Piyasaları yönlendirmek ve harekete geçirmek adına MB önemli bir adım attı. Ben bunun ekonomik canlılığa ciddi katkısı olacağı kanaatindeyim. Bu karar, kredi ve mevduat faizleri ile ilgili bankalar üzerinde de öncü bir rol oynayacaktır. Bu anlamda ümitliyim. MB üzerine düşeni yaptı, şimdi sırada diğer piyasa oyuncuları ile politika yapıcıların atacağı adımları takip etmemiz gerekecek."
"Piyasadaki ortalama beklenti 250 baz puanlık bir artışın gerçekleşebileceği yönündeydi. Fakat 400'ü bekleyen piyasa oyuncuları da vardı. Dolayısıyla bu cepheden baktığımızda piyasa beklentilerinin hafif üzerinde gerçekleşmiş bir faiz indiriminden bahsediyoruz.Karar metnine baktığımız zaman, bu kadar piyasa beklentilerinin üzerinde bir faiz indiriminin sebeplerini konuşacak olursak aslında 3 tane faktör ön plana çıkıyor.
-Birinci sebep enflasyondaki gerilemenin belirginleştiği ve Merkez Bankası'nın açıklamış olduğu Nisan ayındaki enflasyon raporundaki öngörülerin altına inebileceği. Yıl sonundaki enflasyonun Merkez Bankası'nın Nisan ayındaki 15-16 civarındaki oranın altına inebileceği. Bu faiz indiriminin birinci sebebi bu.
-İkinci bir sebep ise, malumunuz küresel ekonomideki yavaşlamaya göre hem Fed hem de Avrupa Merkez Bankası'nın faiz indirimine gitmesi gündemde ve oldukça olası. Dolayısıyla bu da Merkez Bankası'nın faiz indiriminde elini güçlendiren bir faktör.
-Üçüncüsü ise -metinde de altı çizilmiş- ekonomik aktivitede daha çok ihracat ve turizm gelirleriyle desteklenen bir iyileşmenin olduğu, yani iç talebe bağlı olmadığını ve dolayısıyla ekonomik büyümenin enflasyonu arttırma eğiliminde olmadığı, iç talebin enflasyonu arttırmayacağını vurguluyor.
Bu üç faktörü de bir araya getirdiğimizde Merkez Bankası'nın piyasa beklentilerin üzerinde bir karar açıklamasının sebepleri olduğu görülüyor."

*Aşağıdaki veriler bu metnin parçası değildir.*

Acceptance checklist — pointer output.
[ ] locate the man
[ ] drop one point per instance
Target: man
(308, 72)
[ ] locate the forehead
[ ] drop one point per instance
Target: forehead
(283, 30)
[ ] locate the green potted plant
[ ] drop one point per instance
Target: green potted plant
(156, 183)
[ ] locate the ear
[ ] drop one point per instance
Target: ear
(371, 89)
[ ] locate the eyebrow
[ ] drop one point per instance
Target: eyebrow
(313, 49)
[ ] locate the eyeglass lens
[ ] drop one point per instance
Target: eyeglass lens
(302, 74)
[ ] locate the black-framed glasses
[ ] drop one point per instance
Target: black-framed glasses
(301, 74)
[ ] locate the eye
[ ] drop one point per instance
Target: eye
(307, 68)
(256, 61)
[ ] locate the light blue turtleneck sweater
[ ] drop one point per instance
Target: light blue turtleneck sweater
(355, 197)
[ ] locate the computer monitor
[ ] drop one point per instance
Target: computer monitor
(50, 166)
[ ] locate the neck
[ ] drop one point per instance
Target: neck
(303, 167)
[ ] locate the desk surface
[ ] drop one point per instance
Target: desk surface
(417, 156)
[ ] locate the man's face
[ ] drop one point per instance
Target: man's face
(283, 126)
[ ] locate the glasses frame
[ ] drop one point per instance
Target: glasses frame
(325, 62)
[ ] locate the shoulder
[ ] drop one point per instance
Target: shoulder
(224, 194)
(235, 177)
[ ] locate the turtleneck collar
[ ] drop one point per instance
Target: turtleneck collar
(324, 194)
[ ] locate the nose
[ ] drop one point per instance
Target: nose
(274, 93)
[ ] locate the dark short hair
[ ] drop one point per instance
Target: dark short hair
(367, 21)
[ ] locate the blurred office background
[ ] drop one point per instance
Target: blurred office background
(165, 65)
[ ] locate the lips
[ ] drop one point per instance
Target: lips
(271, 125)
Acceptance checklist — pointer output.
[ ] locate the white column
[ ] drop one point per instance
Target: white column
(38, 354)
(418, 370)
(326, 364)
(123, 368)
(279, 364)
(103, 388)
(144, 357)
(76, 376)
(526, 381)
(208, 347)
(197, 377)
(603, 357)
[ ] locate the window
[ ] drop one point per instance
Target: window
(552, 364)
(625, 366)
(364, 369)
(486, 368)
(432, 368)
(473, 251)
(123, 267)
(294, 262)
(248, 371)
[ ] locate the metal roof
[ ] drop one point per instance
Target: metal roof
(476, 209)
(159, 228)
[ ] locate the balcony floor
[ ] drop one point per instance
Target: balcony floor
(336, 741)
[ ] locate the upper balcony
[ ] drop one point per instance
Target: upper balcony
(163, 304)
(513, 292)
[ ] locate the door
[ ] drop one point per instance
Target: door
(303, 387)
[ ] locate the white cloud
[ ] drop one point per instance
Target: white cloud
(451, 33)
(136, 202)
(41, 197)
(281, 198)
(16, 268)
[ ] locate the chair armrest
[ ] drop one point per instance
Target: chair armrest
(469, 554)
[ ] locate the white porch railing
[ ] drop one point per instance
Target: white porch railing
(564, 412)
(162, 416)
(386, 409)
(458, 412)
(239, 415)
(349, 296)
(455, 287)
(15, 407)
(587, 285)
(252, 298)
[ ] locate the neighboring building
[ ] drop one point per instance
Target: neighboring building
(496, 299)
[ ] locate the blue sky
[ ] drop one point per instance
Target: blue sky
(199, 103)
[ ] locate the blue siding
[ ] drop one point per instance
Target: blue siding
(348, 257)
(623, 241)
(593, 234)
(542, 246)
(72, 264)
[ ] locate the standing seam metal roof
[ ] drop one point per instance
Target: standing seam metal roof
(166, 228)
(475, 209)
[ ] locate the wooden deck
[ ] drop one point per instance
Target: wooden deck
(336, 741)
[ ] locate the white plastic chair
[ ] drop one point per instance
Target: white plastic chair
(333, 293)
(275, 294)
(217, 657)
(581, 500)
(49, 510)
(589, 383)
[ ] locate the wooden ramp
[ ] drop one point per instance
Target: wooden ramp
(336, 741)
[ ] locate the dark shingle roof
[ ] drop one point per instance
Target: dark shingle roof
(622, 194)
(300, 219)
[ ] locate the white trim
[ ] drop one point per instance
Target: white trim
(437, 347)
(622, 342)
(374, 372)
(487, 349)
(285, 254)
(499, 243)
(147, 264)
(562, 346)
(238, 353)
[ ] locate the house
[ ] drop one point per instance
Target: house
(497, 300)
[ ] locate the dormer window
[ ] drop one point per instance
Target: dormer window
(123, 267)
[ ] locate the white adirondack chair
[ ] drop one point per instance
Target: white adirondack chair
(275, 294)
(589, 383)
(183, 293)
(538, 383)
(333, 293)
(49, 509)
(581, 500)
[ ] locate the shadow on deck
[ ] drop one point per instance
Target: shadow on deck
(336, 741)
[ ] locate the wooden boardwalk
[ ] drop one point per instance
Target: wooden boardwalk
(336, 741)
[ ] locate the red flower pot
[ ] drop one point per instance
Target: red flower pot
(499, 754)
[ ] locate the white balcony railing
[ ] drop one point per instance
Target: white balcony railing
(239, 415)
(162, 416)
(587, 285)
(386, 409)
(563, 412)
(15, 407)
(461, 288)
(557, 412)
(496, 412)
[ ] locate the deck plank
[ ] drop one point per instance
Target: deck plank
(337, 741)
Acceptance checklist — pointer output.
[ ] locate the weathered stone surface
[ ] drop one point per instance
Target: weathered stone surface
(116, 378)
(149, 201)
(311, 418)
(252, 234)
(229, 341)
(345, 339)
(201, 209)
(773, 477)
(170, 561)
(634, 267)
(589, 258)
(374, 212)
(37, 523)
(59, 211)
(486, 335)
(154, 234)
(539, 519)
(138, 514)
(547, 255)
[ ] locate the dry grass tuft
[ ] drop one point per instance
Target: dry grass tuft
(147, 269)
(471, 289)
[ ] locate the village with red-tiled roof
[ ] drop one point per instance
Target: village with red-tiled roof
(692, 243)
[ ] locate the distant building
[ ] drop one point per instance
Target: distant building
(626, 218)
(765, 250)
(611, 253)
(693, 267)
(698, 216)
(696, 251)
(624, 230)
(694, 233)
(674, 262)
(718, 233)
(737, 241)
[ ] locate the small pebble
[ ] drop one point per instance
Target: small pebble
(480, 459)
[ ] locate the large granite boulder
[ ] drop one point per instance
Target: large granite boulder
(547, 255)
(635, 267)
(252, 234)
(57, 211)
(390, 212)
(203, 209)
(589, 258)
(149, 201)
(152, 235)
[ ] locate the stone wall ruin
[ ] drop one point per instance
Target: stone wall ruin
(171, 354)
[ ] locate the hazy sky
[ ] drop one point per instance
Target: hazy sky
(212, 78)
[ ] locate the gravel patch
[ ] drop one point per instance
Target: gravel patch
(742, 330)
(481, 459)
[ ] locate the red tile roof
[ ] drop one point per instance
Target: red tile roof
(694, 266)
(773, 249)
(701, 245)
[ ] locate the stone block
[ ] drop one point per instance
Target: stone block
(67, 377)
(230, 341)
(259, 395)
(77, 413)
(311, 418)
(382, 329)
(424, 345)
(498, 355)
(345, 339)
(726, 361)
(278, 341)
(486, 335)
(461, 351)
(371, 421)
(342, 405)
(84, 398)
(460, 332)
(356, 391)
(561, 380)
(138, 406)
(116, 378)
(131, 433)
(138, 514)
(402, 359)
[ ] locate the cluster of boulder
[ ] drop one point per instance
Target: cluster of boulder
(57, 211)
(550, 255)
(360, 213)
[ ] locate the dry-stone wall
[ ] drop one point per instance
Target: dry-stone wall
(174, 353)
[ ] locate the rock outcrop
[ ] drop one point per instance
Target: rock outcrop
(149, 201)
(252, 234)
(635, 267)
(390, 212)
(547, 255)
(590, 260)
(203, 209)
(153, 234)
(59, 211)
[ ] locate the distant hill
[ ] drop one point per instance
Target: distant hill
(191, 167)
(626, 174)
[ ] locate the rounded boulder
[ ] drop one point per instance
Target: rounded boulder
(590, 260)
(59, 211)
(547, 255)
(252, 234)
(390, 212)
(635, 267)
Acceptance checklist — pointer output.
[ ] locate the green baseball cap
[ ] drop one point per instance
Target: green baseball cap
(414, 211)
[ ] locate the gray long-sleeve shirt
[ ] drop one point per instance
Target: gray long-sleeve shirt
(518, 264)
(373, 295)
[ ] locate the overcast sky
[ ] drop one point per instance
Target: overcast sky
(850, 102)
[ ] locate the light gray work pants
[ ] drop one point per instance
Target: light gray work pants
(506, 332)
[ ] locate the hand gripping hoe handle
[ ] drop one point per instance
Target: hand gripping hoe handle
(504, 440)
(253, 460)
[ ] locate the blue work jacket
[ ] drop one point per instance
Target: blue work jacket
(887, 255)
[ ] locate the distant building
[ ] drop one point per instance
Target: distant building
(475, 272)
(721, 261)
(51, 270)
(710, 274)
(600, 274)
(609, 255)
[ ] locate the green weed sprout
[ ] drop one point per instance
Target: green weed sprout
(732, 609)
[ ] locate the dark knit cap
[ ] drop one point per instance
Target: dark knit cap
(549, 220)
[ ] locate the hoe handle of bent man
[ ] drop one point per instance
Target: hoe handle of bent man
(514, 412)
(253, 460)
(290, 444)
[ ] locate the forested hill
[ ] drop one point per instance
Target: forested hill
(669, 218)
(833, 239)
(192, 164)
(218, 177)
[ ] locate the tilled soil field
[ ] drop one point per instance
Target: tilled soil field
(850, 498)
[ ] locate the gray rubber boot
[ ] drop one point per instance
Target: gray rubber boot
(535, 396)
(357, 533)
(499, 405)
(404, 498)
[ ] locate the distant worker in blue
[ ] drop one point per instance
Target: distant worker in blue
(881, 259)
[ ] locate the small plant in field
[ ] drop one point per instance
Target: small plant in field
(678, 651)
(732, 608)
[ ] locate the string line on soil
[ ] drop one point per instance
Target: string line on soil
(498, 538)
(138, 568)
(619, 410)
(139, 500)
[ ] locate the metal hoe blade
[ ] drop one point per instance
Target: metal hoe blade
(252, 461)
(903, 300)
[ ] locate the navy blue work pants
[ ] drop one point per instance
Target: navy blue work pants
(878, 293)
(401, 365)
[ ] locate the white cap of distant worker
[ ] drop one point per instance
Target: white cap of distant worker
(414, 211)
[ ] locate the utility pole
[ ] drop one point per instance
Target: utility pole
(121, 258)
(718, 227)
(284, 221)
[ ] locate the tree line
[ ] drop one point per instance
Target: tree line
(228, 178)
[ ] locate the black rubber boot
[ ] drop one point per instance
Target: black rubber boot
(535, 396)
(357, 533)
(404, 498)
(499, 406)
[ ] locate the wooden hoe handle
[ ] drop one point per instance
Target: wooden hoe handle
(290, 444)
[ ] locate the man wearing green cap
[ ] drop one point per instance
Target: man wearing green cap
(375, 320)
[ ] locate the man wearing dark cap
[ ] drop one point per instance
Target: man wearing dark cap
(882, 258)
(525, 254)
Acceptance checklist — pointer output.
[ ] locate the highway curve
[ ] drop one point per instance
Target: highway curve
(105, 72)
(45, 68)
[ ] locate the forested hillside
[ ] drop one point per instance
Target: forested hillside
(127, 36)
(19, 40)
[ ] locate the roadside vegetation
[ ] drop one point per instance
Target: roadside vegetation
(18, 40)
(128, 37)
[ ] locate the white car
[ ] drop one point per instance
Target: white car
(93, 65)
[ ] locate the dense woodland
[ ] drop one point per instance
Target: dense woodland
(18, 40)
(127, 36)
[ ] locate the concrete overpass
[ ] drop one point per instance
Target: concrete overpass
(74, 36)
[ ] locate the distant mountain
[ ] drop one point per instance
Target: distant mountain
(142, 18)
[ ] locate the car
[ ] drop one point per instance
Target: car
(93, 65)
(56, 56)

"Yılbaşından bu yana ekonomideki dengelenme süreci ile birlikte enflasyonda bir düşüş eğilimi ortaya çıktı. Bu da Merkez Bankası'nın elini güçlendirdi. Bundan sonraki süreçte özellikle Haziran, Temmuz ve Ağustos ayları ile birlikte enflasyondaki düşüş devam edecek ve tek haneli rakamlarda göreceğiz. Bunlar da faiz indirimin yapılması gerektiğini gösterir verilerdi.
Faiz indiriminin piyasanın beklentileri üzerinde gelmesinin, verilere baktığımız zaman gerek kur tarafında gerek borsa tarafında, olumlu karşılandığını görüyoruz. İlk tepki belki çok kısa bir süreliğine kuru yukarı çıkarsa da kur tekrar aşağı yönlü hareketine devam etti.
Burada bizim beklentimiz, vatandaş olarak Türk lirası kredilerinde de faiz oranın düşmesi. Bu hemen bugünden yarına olacak bir şey değil ama kısa vadede bankaların özellikle tüketici, taşıt, konut ve ticari kredilerde faizleri aşağı doğru çekeceğini düşünüyoruz. Burada tabi ki 425 baz puanlık bir indirim direkt olarak kredi faizlerine aynen yansımayacaktır ama rekabet ortamı içinde önümüzdeki dönemde kredi faizlerini aşağı çekecektir.
Bugün tüketim kredilerinde ortalama yıllık 27.01, taşıt kredilerinde 27.67, konut kredilerinde 21.36, ticari kredilerde 25.43'lük bir oran söz konusu. Bu oranların daha da aşağı ineceğini. Konut kredilerinde aylık faizlerde 1.50'lerin altını göreceğimizi, tüketici kredilerinde yine 1.6-1.4'leri göreceğimizi düşünüyorum."